Postrzelił 15-latka z wiatrówki
Policjanci z Komisariatu w Sokołowie Małopolskim ustalili i zatrzymali sprawcę postrzelenia 15-latka z broni pneumatycznej. 22-letni mężczyzna przyznał się do winy. Grozi mu kara do 2 lat pozbawienia wolności.
Policjanci z Komisariatu w Sokołowie Małopolskim ustalili i zatrzymali sprawcę postrzelenia 15-latka z broni pneumatycznej. 22-letni mężczyzna przyznał się do winy. Grozi mu kara do 2 lat pozbawienia wolności.
W piątek, 26 grudnia ubiegłego roku, około godziny 4.30, na komisariat w Sokołowie Małopolskim zgłosił się mężczyzna informując, że jego 15-letni syn został postrzelony przez nieznaną mu osobę. Śrut kalibru 4.5 mm z nogi chłopca usunął lekarz w szpitalu przy ulicy Lwowskiej w Rzeszowie.
Już wstępne rozmowy z poszkodowanym nie przekonały policjantów, co do prawdziwości okoliczności, w jakich miał zostać postrzelony. Z relacji chłopca wynikało, że postrzelony został w Nienadówce. W wigilijną noc przebywał tam z bratem, ale nie wie kto go postrzelił.

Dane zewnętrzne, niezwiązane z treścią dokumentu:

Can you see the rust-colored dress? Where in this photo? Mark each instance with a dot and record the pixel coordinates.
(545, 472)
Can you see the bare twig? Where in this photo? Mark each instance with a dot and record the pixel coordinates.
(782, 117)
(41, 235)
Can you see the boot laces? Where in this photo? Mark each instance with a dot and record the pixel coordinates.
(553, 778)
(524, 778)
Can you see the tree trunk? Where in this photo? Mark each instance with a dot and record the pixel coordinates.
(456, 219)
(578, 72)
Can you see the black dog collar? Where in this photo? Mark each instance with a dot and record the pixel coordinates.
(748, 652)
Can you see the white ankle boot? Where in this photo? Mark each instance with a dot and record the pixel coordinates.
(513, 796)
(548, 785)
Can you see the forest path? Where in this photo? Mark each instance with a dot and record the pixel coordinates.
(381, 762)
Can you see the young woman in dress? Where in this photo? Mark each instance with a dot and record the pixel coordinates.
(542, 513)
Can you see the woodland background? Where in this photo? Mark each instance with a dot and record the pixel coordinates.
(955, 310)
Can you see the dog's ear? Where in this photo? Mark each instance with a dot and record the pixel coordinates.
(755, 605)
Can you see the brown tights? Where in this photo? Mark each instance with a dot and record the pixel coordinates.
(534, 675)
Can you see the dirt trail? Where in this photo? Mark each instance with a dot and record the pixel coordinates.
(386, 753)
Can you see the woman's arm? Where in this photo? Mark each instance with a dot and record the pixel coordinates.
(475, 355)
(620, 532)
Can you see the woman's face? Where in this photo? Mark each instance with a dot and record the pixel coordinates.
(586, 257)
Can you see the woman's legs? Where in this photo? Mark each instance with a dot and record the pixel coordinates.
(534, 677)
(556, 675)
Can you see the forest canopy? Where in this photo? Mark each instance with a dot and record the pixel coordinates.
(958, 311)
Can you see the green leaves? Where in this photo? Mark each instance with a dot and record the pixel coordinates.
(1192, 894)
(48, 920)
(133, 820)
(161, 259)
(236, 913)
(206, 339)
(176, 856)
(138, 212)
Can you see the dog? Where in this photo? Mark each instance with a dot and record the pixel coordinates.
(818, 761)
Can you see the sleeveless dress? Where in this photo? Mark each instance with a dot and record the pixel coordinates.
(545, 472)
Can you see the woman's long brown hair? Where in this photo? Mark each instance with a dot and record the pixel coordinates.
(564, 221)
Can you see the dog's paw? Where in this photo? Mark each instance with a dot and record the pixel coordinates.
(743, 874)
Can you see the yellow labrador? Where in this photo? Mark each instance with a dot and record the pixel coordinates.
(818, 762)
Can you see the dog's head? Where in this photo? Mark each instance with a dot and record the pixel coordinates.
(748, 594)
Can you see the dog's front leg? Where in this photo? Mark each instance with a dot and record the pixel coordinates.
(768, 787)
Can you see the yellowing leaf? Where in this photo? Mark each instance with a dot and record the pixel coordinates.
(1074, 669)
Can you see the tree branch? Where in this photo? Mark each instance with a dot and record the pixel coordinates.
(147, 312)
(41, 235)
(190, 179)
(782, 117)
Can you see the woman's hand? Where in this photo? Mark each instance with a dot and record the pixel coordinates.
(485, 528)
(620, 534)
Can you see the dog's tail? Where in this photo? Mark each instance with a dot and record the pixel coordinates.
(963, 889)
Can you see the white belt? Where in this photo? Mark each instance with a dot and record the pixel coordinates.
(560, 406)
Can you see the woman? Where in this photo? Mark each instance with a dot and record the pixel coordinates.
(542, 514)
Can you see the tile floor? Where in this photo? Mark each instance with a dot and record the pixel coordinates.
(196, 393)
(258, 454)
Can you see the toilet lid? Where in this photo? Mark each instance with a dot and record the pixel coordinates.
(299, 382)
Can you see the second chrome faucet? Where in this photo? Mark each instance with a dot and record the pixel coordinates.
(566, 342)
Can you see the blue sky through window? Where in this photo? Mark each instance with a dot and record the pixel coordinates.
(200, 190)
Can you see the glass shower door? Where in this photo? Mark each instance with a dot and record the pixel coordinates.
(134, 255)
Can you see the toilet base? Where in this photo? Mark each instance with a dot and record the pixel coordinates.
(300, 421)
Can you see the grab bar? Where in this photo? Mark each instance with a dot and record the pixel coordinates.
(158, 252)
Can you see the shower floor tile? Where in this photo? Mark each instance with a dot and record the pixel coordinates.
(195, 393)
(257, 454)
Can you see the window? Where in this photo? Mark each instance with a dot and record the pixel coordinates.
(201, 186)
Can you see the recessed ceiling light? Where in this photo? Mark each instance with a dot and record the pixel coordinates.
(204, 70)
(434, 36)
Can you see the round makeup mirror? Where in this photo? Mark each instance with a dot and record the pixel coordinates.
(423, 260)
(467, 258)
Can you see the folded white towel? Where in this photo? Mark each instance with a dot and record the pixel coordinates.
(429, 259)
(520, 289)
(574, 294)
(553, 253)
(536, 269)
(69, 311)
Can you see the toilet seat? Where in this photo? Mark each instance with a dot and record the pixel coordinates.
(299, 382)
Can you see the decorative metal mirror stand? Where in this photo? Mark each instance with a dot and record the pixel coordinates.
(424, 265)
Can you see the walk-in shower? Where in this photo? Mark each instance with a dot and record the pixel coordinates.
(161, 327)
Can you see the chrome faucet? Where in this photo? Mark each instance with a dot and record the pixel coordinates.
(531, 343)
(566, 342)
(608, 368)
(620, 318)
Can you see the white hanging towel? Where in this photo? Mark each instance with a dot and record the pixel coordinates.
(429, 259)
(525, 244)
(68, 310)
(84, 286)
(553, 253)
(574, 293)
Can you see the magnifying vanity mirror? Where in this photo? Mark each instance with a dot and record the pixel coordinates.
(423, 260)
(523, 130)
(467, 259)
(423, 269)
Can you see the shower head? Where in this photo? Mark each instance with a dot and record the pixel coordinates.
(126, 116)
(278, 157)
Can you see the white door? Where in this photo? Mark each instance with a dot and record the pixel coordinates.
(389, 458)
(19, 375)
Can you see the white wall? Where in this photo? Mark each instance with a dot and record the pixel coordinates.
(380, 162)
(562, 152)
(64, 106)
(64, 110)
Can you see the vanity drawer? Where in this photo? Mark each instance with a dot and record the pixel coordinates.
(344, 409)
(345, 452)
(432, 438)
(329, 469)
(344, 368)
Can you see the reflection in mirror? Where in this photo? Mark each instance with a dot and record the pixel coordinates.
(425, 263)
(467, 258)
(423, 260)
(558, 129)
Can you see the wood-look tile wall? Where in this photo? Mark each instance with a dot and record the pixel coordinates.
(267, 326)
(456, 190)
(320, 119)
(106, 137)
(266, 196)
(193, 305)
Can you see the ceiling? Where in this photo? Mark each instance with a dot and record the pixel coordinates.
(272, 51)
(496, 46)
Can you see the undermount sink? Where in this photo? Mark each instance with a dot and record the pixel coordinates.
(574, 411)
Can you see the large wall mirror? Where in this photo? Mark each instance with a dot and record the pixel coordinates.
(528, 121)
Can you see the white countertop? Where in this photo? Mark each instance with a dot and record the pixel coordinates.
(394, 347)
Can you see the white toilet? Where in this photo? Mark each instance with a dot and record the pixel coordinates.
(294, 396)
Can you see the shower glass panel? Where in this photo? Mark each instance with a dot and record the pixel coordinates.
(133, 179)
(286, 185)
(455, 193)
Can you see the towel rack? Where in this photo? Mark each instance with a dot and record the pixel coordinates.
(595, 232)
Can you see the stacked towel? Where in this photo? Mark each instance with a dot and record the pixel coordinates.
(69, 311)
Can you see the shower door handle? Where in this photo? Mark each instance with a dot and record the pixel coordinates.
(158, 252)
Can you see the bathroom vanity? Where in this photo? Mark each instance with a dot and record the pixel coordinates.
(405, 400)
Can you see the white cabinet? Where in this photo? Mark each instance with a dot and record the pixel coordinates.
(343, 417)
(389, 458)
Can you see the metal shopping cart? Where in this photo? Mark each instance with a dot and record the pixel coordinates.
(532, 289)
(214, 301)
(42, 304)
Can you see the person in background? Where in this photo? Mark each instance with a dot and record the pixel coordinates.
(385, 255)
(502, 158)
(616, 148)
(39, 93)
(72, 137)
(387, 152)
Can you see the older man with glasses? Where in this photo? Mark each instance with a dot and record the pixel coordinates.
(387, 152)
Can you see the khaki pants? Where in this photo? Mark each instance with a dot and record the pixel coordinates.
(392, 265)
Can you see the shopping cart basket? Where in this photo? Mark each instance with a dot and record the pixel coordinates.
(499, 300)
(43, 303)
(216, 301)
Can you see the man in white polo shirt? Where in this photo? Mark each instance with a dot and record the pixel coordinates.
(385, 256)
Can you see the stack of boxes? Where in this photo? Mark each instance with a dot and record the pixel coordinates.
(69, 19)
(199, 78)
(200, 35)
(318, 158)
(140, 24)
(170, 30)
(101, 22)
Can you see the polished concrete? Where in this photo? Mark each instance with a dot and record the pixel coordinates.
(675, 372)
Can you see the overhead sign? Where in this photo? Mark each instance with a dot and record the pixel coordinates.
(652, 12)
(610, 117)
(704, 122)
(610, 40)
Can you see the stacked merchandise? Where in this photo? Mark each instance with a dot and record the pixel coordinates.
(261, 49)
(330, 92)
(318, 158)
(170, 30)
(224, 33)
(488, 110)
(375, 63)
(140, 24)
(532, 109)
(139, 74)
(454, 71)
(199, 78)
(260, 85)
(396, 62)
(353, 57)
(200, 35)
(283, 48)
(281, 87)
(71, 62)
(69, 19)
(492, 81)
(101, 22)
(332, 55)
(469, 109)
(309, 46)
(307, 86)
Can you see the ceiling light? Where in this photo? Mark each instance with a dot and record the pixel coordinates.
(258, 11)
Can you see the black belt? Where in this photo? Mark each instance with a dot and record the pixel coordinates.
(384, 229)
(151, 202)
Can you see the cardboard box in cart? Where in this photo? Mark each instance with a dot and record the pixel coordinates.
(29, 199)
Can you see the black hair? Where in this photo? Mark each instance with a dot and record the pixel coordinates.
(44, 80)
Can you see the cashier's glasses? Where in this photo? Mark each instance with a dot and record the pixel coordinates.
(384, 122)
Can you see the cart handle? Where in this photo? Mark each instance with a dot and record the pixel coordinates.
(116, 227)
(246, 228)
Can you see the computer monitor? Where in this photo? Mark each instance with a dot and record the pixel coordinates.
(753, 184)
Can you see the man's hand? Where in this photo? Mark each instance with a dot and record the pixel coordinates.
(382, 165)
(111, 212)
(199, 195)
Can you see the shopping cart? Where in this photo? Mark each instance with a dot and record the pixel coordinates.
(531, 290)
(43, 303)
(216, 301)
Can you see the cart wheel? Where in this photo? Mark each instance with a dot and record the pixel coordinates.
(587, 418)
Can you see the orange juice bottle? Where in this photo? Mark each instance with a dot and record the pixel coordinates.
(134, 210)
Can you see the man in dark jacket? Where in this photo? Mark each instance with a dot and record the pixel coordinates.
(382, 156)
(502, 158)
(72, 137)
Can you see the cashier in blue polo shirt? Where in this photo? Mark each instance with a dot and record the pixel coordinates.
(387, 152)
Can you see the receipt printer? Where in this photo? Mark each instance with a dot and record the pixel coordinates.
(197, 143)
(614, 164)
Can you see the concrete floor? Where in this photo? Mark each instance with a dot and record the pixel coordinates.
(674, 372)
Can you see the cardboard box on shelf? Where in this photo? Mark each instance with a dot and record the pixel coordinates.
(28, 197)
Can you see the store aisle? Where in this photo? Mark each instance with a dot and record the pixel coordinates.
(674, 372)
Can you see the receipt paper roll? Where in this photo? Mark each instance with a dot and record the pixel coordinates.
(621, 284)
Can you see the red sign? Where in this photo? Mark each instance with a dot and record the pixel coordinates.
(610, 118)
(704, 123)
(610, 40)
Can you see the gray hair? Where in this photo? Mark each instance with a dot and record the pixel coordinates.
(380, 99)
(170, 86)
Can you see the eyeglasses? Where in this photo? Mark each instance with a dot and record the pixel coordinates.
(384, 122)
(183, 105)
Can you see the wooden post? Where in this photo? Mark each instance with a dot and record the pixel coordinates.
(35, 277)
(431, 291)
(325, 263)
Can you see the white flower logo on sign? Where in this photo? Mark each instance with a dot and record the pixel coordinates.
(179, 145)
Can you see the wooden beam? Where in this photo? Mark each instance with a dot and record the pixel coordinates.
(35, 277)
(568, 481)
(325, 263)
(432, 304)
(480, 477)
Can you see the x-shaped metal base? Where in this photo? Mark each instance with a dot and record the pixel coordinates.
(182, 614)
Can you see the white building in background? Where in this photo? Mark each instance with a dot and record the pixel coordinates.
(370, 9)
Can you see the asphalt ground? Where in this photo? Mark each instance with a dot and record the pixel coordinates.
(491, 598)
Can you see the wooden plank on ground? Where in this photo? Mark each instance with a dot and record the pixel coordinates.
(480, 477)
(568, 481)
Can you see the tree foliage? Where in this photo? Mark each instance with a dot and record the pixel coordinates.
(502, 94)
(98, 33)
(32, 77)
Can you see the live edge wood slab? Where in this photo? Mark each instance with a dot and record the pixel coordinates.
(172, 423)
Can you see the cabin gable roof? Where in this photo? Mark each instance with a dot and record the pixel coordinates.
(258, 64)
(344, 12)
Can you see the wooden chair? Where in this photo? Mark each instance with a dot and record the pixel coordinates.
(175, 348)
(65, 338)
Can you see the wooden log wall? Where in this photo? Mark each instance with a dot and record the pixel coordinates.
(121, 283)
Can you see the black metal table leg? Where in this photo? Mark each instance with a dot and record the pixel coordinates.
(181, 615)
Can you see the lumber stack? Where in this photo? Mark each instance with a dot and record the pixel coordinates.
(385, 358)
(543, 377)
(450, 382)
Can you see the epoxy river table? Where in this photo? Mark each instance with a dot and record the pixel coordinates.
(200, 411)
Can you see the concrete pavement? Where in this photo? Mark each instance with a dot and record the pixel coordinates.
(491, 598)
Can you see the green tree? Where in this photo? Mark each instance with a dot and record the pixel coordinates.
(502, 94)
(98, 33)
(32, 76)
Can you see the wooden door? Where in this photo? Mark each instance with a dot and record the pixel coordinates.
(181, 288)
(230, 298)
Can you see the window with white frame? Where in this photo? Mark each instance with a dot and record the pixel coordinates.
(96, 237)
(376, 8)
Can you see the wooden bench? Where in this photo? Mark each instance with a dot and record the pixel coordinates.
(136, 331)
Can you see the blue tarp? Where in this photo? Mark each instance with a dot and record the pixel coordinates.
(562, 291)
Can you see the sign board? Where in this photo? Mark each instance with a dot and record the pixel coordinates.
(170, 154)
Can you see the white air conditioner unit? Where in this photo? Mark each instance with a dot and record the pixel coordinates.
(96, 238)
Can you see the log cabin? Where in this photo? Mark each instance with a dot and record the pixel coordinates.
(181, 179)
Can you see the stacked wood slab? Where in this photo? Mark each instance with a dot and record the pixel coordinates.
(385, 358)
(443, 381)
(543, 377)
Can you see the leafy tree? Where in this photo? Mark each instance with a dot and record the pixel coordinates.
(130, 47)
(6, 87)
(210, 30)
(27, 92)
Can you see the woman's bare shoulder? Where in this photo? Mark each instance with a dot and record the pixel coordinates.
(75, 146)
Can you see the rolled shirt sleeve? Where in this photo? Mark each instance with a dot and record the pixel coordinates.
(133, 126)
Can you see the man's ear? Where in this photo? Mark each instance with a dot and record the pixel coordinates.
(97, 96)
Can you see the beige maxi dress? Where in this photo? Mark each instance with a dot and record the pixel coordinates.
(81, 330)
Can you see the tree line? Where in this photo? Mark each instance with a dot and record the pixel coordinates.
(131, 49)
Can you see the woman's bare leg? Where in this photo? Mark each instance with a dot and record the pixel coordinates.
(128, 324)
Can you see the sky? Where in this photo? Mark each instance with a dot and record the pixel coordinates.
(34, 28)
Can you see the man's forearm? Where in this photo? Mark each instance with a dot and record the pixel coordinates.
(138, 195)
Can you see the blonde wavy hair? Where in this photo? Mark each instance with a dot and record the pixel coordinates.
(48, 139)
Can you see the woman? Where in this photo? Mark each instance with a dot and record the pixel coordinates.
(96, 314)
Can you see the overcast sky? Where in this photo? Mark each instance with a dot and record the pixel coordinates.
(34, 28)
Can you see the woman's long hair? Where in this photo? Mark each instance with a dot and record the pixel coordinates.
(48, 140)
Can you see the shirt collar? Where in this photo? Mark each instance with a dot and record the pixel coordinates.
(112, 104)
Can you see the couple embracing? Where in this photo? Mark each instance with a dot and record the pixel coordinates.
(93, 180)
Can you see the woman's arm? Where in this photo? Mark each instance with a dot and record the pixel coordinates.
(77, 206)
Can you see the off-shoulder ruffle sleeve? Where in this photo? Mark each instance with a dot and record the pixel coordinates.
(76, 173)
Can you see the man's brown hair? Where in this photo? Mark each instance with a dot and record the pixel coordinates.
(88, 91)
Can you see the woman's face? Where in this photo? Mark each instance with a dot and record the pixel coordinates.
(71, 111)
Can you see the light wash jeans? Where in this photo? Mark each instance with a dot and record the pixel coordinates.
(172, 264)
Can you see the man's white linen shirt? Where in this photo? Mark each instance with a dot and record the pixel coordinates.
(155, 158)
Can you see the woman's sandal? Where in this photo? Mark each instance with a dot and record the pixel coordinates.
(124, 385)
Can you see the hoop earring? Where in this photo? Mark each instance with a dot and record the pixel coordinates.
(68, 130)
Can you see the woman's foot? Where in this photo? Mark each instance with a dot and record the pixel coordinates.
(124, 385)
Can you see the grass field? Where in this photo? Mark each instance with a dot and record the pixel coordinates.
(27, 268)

Policjanci nie dając wiary jego wersji w kilka dni ustalili zarówno sprawcę postrzelenia, jak i okoliczności, w jakich do niego doszło. Okazało się, że kilku chłopców upatrzyło sobie podwórko jednej z posesji w Nienadówce i tam postanowili spełnić ludową tradycję „śmiecenia”, czyli rozrzucanie słomy na podwórku sąsiada w noc wigilijną. Jednak "zabawa" ta nie skończyła się na jednym razie, co oczywiście rozzłościło właściciela posesji. Gdy chłopcy przyszli kolejny raz "śmiecić" właściciel wraz z kolegą córki wybiegł z domu by powstrzymać żartownisiów i zmusić ich do wysprzątania podwórka. Do tej misji pomocnik gospodarza zabrał ze sobą naładowaną wiatrówkę. Jak wyjaśnił policjantom, podczas szamotaniny broń wypaliła, jednak nikt z uczestników zajścia nie zgłaszał, że został trafiony pociskiem.
O postrzeleniu 15-latka, sprawca dowiedział się od policjantów, którzy przedstawili mu zarzut uszkodzenia ciała. Grozi mu kara do 2 lat pozbawienia wolności.